The lifting of sanctions has become the principal Hamas demand in the cease-fire negotiations. If Hamas can lift the sanctions, it will claim victory. It will argue that it broke the “siege” through “resistance”—albeit at a high cost—and that it effectively wrested economic control of Gaza’s frontiers from Israel. It will also claim that the lifting of the “blockade” constitutes de facto acceptance of Hamas rule in Gaza by both Israel and the international community.

Mediators operate by finding formulae that allow each side to claim some achievement. Lifting the “blockade” could well become the concession Israel will be asked to make to Hamas, especially since Israel hasn’t defined the continuation of sanctions as one of its declared goals. The concession will be urged upon Israel as a “humanitarian” measure by much of the international community, which will point to the urgent need for reconstruction.

After the military campaign is over, Israel’s control of Gaza’s economy will be its principal lever for translating its military achievements into political gains—above all, the continued degradation of Hamas control. Gaza will be desperate for all material things. Whoever controls their distribution will effectively control many aspects of daily life in Gaza.

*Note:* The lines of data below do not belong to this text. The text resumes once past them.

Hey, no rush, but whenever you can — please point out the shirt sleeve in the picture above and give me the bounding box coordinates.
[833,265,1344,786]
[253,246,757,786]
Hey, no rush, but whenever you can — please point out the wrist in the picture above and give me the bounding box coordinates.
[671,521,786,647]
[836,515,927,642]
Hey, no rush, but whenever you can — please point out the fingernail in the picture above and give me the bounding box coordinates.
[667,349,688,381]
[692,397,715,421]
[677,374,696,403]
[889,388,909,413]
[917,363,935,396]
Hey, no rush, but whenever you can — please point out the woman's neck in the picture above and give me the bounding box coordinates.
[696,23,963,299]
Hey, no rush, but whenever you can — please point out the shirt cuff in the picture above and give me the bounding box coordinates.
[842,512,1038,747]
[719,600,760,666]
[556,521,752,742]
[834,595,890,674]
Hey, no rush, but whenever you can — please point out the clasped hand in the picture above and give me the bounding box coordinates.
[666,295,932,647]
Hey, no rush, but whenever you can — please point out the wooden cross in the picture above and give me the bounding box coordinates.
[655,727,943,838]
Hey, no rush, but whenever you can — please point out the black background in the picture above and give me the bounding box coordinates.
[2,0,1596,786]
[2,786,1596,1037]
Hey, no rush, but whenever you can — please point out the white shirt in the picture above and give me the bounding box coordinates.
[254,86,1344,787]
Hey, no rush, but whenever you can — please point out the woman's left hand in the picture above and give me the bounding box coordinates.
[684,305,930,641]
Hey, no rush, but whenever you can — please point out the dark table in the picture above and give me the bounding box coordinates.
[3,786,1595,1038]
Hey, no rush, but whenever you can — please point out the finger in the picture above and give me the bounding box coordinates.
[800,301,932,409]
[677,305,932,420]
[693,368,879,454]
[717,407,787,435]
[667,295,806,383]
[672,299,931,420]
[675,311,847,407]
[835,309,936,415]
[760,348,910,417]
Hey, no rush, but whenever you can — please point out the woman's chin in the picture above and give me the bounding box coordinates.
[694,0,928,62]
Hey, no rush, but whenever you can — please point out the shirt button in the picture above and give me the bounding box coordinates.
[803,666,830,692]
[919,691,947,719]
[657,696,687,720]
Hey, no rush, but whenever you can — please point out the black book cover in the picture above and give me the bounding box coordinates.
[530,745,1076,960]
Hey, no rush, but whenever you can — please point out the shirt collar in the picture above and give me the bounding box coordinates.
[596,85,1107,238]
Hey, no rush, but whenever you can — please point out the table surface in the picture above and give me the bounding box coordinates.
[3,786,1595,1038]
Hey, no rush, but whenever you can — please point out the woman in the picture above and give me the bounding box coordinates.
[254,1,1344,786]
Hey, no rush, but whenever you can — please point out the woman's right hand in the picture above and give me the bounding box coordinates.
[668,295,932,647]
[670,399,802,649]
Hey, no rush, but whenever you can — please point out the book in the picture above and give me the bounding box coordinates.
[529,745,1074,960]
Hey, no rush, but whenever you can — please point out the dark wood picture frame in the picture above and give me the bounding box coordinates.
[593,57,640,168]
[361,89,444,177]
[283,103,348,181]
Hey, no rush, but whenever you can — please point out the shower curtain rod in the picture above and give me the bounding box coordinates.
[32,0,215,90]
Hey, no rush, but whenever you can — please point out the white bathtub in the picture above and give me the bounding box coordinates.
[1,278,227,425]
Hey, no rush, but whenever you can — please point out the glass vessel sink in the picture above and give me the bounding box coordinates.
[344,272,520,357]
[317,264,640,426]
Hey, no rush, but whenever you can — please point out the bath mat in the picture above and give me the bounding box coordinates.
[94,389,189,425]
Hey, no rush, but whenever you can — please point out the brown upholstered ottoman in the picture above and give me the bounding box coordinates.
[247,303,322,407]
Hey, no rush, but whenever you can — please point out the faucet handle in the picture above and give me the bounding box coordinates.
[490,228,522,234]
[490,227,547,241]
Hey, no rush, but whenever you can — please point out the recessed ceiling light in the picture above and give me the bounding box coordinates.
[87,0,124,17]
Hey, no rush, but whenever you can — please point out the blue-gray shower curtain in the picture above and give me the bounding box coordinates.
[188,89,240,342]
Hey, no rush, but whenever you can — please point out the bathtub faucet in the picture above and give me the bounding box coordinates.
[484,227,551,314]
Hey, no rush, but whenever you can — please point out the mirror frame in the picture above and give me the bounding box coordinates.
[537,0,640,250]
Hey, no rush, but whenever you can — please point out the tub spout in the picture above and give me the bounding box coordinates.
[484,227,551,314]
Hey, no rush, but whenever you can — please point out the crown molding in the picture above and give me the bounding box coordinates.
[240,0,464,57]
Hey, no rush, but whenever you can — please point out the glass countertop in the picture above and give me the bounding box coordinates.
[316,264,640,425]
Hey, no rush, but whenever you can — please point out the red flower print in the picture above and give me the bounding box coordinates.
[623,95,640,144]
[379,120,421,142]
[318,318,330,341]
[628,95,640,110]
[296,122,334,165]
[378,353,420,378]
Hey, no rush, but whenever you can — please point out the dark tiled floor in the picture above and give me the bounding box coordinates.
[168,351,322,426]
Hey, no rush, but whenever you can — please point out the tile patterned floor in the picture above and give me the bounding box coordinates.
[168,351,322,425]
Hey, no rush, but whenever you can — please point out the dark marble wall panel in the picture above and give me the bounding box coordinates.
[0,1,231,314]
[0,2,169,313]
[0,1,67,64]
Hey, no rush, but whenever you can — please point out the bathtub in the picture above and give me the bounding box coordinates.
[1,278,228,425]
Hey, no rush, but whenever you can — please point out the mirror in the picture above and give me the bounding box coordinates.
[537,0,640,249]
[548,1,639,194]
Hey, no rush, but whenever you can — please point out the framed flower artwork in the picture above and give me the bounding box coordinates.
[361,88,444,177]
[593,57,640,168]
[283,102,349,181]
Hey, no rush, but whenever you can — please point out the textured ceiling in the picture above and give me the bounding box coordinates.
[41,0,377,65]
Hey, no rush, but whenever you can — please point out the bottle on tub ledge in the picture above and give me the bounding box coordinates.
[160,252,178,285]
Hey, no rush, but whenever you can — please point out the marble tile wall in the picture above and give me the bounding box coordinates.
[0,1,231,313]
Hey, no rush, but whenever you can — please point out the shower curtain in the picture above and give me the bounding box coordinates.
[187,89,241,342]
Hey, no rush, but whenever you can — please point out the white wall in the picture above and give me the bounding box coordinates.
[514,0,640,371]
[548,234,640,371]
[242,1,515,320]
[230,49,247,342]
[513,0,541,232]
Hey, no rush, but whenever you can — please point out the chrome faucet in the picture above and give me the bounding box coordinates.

This is a card Israel must be careful not to trade, either for a cease-fire or for international anti-smuggling cooperation on the Egypt-Gaza border. To that end, it must act now to affirm its adhesion to the sanctions. Israel should be willing to ease sanctions only if an international consortium for reconstruction is established, which has the legitimate Palestinian Authority as its sole agent within Gaza. In any cease-fire agreement, Israel should agree to open the crossings only to emergency food and medical aid—as it has during the fighting itself.

Ultimately, Operation Cast Lead will be judged not only by whether it produces an end to rocket fire—which it will—but whether it sets the stage for a shift of power within Gaza, away from Hamas “resistance”—a deceptive misnomer for Palestinian jihadism. This long-term goal should not be sacrificed to achieve short-term objectives.